Associate, Goodwin Procter LLP
This month's installment examines the potential impact of the California Supreme Court's forthcoming decision on review of Zhang v. Superior Court, 85 Cal.App.5th 167 (2022), which will decide the enforceability of contractual forum selection and delegation clauses when they ostensibly conflict with Labor Code section 925, which prohibits an employer from requiring an employee who primarily resides and works in California as a condition of employment to agree to adjudicate a California claim outside of the state.
Petitioner Zhang, an equity partner at a multinational law firm who resided and primarily worked in California, was terminated for cause. Relying on the arbitration clause in his employment agreement (the "Agreement"), the firm commenced arbitration proceedings in New York. Zhang filed a wrongful termination complaint in Los Angeles Superior Court and an application for temporary restraining order to enjoin the arbitration, arguing that Labor Code section 925 prohibited the firm from arbitrating claims arising from his California employment outside of the state. The firm successfully moved in a New York court to compel arbitration and stay Zhang's lawsuit, on grounds that the New York court was one of "competent jurisdiction" under California Code of Civil Procedure section 1281.4, and that the Agreement "clearly and unmistakably" delegated arbitrability issues to the arbitrator.

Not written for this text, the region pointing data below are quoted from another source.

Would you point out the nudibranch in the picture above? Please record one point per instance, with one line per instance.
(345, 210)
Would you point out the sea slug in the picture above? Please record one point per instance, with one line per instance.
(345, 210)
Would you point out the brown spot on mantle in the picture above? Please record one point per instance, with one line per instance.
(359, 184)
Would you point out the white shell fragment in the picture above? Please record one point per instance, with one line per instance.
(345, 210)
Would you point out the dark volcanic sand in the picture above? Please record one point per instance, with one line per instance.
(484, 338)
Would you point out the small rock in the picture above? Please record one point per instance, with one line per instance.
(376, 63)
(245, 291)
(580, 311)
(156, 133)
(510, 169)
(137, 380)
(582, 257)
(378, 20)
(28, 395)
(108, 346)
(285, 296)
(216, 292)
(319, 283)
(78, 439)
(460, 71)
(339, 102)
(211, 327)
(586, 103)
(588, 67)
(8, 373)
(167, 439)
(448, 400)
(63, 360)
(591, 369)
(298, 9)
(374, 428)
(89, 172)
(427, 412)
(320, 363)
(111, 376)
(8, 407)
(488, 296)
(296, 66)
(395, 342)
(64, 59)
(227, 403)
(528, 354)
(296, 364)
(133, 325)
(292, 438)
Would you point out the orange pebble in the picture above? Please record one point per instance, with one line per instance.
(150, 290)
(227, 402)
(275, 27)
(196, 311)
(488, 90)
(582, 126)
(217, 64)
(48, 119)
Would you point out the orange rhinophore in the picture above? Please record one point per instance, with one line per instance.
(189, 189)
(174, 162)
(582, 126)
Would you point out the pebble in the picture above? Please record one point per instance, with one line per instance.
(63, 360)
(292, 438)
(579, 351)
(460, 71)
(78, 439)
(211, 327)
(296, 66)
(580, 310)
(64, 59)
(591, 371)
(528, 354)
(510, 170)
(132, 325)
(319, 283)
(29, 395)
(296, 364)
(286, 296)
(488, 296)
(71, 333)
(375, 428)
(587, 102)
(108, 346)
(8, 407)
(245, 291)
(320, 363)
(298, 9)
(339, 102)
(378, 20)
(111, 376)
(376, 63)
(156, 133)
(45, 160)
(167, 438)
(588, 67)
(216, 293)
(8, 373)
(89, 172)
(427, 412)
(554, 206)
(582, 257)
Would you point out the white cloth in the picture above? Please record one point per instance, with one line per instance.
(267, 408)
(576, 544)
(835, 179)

The California Supreme Court granted a petition for review to answer the question of whether a court in a non-California forum is one of "competent jurisdiction" to rule on a motion to compel arbitration if (a) an employer attempts to compel arbitration in a non-California forum pursuant to a forum-selection clause in an employment agreement, but (b) the California-resident employee invokes section 925, which prohibits said employer from requiring a California employee to agree to such a provision. Further complicating matters, the parties dispute whether Zhang is an "employee" such that section 925 even applies and allows him to void the arbitration clause, and whether Zhang's status is a question of arbitrability delegated to the arbitrator to decide. Accordingly, the Supreme Court must also address the question of whether a contractual agreement to delegate questions of arbitrability prevents a California court from enforcing section 925 in opposition to the employer's motion to stay proceedings in California.

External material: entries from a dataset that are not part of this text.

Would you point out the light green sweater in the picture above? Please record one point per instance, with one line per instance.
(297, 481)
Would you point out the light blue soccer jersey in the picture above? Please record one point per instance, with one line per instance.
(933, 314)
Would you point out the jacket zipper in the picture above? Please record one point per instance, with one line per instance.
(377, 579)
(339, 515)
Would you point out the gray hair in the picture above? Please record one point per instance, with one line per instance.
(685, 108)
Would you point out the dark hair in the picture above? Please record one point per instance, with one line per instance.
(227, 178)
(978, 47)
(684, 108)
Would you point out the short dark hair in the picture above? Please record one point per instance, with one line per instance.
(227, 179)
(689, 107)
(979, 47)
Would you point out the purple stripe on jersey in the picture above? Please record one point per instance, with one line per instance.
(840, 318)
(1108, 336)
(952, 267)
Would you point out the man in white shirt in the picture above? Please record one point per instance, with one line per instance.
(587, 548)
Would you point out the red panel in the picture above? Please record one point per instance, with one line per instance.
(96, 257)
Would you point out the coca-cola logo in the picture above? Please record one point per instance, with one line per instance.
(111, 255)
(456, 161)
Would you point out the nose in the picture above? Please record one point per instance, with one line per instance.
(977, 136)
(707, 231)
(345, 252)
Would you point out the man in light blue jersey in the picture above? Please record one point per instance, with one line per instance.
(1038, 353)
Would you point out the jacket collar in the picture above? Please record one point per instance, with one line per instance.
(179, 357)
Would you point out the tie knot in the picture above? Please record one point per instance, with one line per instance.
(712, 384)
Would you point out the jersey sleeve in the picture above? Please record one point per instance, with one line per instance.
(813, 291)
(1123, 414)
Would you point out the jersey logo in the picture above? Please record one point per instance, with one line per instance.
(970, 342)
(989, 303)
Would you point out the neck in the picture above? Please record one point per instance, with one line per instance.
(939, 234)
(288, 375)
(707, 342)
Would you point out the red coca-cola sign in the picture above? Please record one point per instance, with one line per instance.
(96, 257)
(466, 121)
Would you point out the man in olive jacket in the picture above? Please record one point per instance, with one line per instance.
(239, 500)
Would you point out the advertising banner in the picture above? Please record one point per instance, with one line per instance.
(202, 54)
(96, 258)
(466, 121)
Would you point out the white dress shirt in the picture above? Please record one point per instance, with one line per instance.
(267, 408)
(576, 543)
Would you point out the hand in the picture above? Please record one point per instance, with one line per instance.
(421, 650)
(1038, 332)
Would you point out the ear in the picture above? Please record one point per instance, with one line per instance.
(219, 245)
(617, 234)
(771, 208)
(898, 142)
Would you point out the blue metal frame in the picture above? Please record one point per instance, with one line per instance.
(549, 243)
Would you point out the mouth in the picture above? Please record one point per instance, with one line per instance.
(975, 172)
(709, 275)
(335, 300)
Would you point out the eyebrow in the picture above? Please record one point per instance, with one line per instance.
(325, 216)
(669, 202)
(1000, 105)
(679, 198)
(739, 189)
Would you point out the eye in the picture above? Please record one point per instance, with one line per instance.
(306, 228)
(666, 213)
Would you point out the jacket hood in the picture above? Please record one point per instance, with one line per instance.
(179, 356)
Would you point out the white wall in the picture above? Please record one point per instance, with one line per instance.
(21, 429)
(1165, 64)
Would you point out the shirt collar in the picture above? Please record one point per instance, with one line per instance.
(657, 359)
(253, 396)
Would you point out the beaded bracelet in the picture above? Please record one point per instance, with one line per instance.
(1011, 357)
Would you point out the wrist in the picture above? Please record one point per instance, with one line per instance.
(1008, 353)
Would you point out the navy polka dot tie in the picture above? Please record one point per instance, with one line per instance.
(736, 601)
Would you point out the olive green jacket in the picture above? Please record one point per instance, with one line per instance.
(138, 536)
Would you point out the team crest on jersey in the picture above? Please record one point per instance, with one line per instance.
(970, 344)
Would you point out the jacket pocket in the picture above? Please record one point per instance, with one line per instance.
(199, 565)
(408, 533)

Zhang presents a logical merry-go-round: Because the question of whether Zhang is an "employee" under section 925 is a question of arbitrability, such a question is delegated to the arbitrator in New York. But if the arbitrator in New York decides that Zhang is an employee, then he may raise section 925 as a defense to void the arbitration clause. If the Court decides that such delegation is enforceable, it would represent something of an abdication of authority for California courts and shift additional weight to bodies of alternative dispute resolution. Multi-state organizations and their employees would be wise to revisit their employment agreements to specify, or perhaps carve out, such threshold questions from arbitration proceedings.
Furthermore, the implications of the Court's decision have important strategic ramifications for litigants. If the Supreme Court decides that a court in a non-California forum is one of competent jurisdiction to rule on a motion to compel arbitration, then California courts would be forced to stay any in-forum proceedings pursuant to section 1281.4 anytime such a motion is filed. The result would be a new procedural arrow in the quivers of litigants in employment disputes.
Regardless of the outcome, the Court's upcoming decision will clarify the applicability of section 925 in the context of out-of-state arbitrations of California labor disputes, and will likely impact employers' considerations in constructing arbitration clauses to include in employment agreements moving forward.